Table of Contents
- Intro
- AccessDenied
- InvalidClientTokenId
- ThrottlingException
- ResourceNotFoundException
- ValidationException
- Patterns Behind the Errors
Intro
You take pride in writing clean code...
You've passed all the technical interviews...
You've shipped features locally without breaking anything...
Then you attempt to deploy in a real AWS environment, and quickly get humbled.
If you’ve read my previous blog post about starting your first developer job in an AWS environment, then you know the moment I’m referring to. You log into the console at work and notice resources that existed long before you arrived, with names that look autogenerated and dashboards that are lighting up.
Then after a few weeks of getting comfortable, you try to deploy a feature or call an API for the first time, and you're stopped in your tracks by an AccessDenied error message.
You feel confused at first because nothing seems obviously wrong.

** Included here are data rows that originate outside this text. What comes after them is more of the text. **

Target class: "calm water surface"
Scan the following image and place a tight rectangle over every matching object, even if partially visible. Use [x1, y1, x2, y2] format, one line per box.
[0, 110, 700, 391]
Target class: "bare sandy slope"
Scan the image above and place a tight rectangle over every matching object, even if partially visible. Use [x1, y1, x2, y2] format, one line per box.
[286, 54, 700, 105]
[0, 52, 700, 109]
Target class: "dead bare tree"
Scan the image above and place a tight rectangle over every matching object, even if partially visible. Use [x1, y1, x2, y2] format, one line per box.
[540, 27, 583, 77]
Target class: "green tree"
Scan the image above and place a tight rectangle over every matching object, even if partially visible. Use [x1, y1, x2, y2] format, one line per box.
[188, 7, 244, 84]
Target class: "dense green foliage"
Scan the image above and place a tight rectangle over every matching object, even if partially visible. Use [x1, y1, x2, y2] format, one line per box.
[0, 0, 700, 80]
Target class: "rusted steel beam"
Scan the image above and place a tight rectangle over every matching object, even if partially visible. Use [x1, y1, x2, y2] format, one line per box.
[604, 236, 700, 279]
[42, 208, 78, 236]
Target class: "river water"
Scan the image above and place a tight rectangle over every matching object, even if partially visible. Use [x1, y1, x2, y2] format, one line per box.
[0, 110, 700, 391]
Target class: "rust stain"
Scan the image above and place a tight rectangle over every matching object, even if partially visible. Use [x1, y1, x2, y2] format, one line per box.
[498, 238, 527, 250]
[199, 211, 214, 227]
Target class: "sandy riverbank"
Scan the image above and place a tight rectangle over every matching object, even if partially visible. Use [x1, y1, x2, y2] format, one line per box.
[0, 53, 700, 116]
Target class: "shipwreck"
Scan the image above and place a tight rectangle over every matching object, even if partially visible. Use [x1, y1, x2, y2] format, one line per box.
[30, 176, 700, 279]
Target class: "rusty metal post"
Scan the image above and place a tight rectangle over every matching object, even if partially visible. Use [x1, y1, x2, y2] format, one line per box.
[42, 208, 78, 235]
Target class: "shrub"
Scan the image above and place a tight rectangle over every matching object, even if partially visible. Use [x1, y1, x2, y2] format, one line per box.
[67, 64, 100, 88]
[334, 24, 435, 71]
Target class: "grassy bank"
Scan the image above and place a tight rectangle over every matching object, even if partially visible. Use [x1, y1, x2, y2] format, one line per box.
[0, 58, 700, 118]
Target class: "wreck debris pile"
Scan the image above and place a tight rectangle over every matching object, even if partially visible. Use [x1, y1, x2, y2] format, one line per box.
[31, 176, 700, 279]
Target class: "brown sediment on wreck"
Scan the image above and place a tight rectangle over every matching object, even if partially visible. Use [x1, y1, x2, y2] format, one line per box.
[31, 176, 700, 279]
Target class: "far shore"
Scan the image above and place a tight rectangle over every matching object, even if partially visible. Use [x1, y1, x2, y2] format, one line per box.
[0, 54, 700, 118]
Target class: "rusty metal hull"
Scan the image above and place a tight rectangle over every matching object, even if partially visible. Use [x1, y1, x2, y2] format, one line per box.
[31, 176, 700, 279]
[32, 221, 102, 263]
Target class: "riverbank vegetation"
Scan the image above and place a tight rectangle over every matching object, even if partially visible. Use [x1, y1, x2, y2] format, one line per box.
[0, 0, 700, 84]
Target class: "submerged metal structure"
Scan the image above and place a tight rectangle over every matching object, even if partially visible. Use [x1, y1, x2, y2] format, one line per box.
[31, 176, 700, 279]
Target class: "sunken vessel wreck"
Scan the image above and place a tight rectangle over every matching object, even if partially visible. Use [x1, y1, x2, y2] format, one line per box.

Your code runs, your logic is sound and yet AWS still tells you, "you can't pass through!". That's when you learn the lesson that AWS operates on very strict rules around identity, permissions, configuration, quotas, and validation. It is extremely literal so if something does not meet its expectations exactly, it will reject the request.
Every developer, no matter how experienced, will stumble on AWS error messages so you're not going to avoid them entirely. However, in this blog, we're going to help you understanding what these error messages mean, how to both resolve them and reduce the chances of stumbling into them in the first place.

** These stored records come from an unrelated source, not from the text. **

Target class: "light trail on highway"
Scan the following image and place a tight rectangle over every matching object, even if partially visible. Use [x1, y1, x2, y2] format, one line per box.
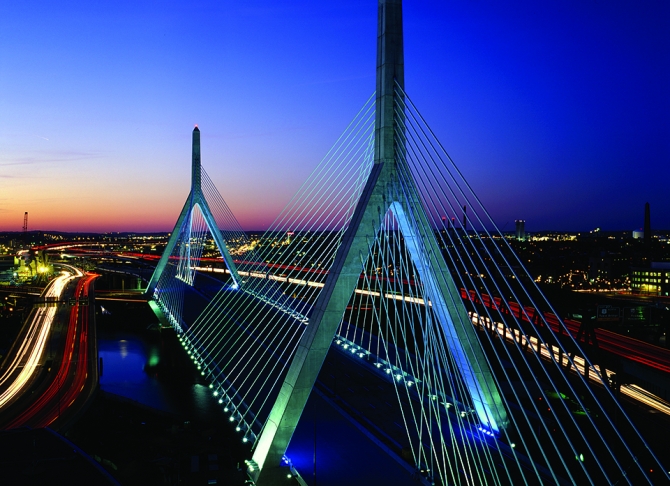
[0, 271, 75, 409]
[470, 313, 670, 415]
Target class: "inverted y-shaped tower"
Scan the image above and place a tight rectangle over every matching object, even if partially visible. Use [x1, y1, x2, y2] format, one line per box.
[146, 125, 241, 298]
[253, 0, 507, 486]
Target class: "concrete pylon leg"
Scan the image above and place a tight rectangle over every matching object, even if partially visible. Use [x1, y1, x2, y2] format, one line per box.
[145, 125, 242, 299]
[252, 0, 507, 480]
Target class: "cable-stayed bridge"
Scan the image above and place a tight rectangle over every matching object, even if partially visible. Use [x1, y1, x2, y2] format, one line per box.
[147, 0, 670, 486]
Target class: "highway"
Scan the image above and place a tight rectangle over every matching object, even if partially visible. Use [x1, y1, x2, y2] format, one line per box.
[0, 271, 75, 411]
[0, 266, 98, 429]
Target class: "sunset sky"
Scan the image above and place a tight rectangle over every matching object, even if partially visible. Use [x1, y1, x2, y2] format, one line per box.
[0, 0, 670, 232]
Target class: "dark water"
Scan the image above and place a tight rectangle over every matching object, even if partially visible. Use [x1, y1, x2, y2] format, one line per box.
[96, 301, 221, 421]
[96, 276, 415, 486]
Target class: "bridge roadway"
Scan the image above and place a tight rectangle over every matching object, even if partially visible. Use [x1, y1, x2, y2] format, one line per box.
[0, 266, 98, 430]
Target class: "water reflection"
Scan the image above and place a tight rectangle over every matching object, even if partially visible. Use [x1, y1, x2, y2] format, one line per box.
[98, 330, 222, 421]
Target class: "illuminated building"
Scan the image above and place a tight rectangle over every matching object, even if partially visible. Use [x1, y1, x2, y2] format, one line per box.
[631, 262, 670, 296]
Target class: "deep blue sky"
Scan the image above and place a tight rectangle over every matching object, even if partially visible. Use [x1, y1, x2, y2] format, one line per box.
[0, 0, 670, 231]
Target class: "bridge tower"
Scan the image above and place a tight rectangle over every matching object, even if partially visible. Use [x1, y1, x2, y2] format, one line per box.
[253, 0, 508, 486]
[146, 125, 241, 299]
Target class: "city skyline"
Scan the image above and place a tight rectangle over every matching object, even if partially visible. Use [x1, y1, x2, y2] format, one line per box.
[0, 0, 670, 232]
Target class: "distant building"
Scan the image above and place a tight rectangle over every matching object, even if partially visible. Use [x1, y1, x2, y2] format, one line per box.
[589, 251, 630, 280]
[644, 203, 651, 243]
[514, 219, 526, 241]
[631, 262, 670, 296]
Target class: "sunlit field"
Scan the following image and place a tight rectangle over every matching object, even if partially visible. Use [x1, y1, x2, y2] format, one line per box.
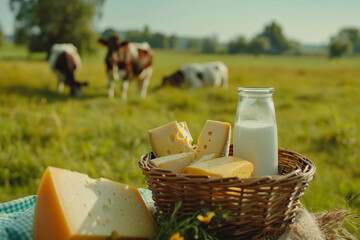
[0, 45, 360, 235]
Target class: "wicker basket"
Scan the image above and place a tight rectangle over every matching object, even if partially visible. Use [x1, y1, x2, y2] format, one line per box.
[139, 146, 316, 239]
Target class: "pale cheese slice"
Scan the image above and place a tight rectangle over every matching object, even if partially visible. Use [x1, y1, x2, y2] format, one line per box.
[183, 157, 254, 178]
[151, 151, 196, 173]
[194, 153, 215, 162]
[149, 121, 193, 157]
[196, 120, 231, 159]
[33, 167, 155, 240]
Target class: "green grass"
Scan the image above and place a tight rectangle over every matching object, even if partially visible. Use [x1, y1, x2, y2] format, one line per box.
[0, 45, 360, 236]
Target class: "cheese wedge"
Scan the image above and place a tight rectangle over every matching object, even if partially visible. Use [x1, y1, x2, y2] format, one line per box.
[33, 167, 155, 240]
[149, 121, 193, 157]
[183, 157, 254, 178]
[196, 120, 231, 159]
[196, 153, 215, 162]
[151, 151, 196, 173]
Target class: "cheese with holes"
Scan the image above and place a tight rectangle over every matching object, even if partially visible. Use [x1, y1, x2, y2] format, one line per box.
[33, 167, 155, 240]
[149, 121, 193, 157]
[196, 120, 231, 159]
[183, 157, 254, 178]
[194, 153, 215, 162]
[151, 151, 196, 173]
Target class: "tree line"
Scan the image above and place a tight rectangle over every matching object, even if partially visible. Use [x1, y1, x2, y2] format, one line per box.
[101, 22, 300, 55]
[0, 0, 360, 57]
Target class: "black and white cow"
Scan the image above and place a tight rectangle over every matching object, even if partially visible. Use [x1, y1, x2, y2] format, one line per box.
[98, 35, 154, 100]
[49, 43, 88, 97]
[162, 61, 228, 89]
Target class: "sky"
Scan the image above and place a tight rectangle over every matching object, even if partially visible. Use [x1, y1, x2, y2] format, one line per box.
[0, 0, 360, 45]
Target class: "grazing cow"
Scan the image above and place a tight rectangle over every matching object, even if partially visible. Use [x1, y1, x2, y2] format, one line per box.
[49, 43, 88, 97]
[162, 61, 228, 89]
[98, 35, 154, 100]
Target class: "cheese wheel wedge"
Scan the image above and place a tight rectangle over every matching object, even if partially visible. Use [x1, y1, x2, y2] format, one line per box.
[183, 157, 254, 178]
[196, 120, 231, 159]
[33, 167, 155, 240]
[151, 151, 196, 173]
[149, 121, 193, 157]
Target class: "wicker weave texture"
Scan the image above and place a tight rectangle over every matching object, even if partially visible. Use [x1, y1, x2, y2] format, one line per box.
[139, 146, 316, 239]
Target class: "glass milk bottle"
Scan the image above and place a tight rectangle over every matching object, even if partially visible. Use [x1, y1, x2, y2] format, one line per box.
[233, 88, 278, 176]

Now let's walk through these 5 common errors messages, AccessDenied, InvalidClientTokenId, ThrottlingException, ResourceNotFoundException and ValidationException.
AccessDenied (Nope! You're not allowed to do that!)

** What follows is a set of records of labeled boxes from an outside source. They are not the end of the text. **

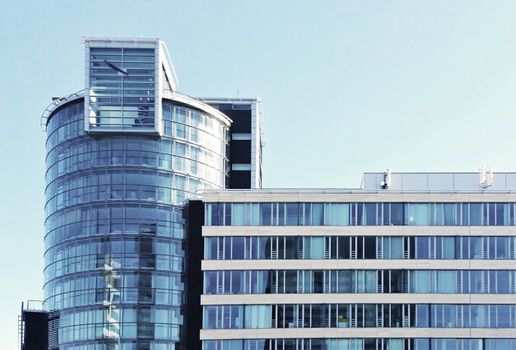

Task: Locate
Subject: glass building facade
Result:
[200,182,516,350]
[44,39,238,350]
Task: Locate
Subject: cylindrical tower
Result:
[44,91,230,350]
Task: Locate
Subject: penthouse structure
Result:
[41,38,261,350]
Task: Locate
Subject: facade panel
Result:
[200,185,516,350]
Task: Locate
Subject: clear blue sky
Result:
[0,0,516,349]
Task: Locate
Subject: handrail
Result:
[40,89,87,131]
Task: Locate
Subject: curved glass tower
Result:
[44,39,231,350]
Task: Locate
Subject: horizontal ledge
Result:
[200,328,515,340]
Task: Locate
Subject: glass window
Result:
[415,304,430,328]
[244,305,272,328]
[203,306,217,329]
[469,237,484,259]
[304,237,324,259]
[416,237,430,259]
[389,237,404,259]
[469,203,483,226]
[390,203,405,226]
[443,237,455,259]
[231,237,245,260]
[204,237,218,260]
[311,203,324,226]
[437,271,457,293]
[364,203,377,225]
[331,203,349,226]
[231,203,245,226]
[204,271,217,294]
[260,203,272,226]
[286,203,299,226]
[410,271,431,293]
[406,203,430,226]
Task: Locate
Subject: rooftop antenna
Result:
[380,168,392,190]
[480,165,493,190]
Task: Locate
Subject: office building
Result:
[195,171,516,350]
[42,38,261,350]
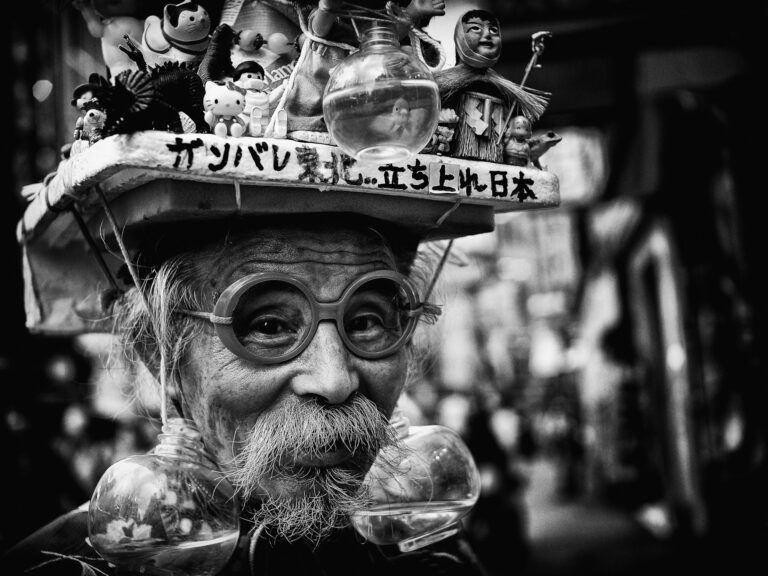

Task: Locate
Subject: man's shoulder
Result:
[0,507,111,576]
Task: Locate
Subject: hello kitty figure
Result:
[141,1,211,66]
[203,80,246,138]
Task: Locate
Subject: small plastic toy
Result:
[141,1,211,66]
[435,10,547,162]
[203,80,246,138]
[69,98,107,156]
[528,131,563,170]
[91,38,208,135]
[73,0,144,78]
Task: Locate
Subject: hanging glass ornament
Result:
[88,418,240,576]
[351,412,480,552]
[323,21,440,162]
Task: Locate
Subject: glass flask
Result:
[88,418,240,576]
[351,412,480,552]
[323,22,440,162]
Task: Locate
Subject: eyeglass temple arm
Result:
[176,308,232,325]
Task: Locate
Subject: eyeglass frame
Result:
[182,270,424,365]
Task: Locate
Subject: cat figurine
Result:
[203,80,246,138]
[141,1,211,66]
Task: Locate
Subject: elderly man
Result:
[5,215,482,575]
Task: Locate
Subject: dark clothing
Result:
[6,509,485,576]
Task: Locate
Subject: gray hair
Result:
[114,234,440,410]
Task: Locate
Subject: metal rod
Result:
[70,205,122,292]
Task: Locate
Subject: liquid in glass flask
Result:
[323,22,440,162]
[88,418,240,576]
[351,415,480,552]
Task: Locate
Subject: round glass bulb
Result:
[88,418,240,576]
[351,415,480,552]
[323,23,440,162]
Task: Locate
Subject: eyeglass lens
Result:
[232,278,410,359]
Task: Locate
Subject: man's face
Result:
[181,228,407,533]
[463,18,501,59]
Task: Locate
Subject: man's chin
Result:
[248,467,368,544]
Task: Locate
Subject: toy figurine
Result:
[73,0,144,78]
[504,116,532,166]
[203,80,246,138]
[141,1,211,65]
[233,60,270,136]
[97,39,209,135]
[71,73,109,141]
[528,131,563,170]
[435,10,547,162]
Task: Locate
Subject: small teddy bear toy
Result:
[203,80,246,138]
[141,0,211,65]
[504,116,532,166]
[70,98,107,156]
[233,60,270,136]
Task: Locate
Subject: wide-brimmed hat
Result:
[18,131,559,334]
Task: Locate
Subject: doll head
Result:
[232,60,267,90]
[163,2,211,42]
[203,81,245,116]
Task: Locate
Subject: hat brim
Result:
[18,132,559,333]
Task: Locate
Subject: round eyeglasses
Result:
[179,270,423,364]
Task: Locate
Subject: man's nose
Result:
[292,321,360,404]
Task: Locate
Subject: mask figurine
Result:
[73,0,144,78]
[435,10,547,163]
[141,1,211,66]
[203,80,246,138]
[528,131,563,170]
[504,116,531,166]
[70,98,107,156]
[370,98,411,139]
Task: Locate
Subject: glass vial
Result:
[88,418,240,576]
[323,22,440,163]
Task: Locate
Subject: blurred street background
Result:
[0,0,768,576]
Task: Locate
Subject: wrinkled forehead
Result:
[198,226,398,291]
[463,16,499,30]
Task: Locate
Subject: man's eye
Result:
[249,316,293,336]
[347,313,384,332]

If there's one error message that will shape your first year working with AWS, it's the AccessDenied error message.
This error does not necessarily mean your code is syntactically wrong, or your logic is flawed. Actually, it means AWS fully understood what you asked it to do but intentionally rejected the request because your identity is not authorized to perform that action.
Most of the time, this traces back to Identity and Access Management. You might be trying to read from an S3 bucket, or invoke a Lambda function, or attach a role to a resource, but the IAM principal you're currently operating as does not have permission to perform that specific API action on that specific resource.
In more subtle cases, you might be in the wrong AWS account entirely, or targeting the wrong region and sometimes the missing permission is not obvious, such as iam:PassRole when a service needs to assume a role on your behalf.
When I first started working in real AWS environments, I thought an AccessDenied error message meant I'd made a personal mistake because I assumed I'd configured something incorrectly. Then, I later learned it was a deliberate guardrail my manager had set to limit what I could do in a specific AWS account, which was a good thing. In case you didn't know, most developers will never have full access to the AWS environment at their jobs.
When resolving an AccessDenied error, your first step is to confirm that you’re actually supposed to have access. Once that’s clear, your next question should be, "who am I right now?" In AWS, access is entirely based on identity, so before you assume the problem is a missing permission, you need to verify which principal is actually making the request. One of the fastest ways to answer that question is to ask AWS directly using the AWS CLI in your terminal:
aws sts get-caller-identity
That command returns the account ID and ARN of the user or role you’re currently authenticated as, immediately telling you whether you’re in the wrong AWS account, assuming an unexpected role, or using a different profile than you thought.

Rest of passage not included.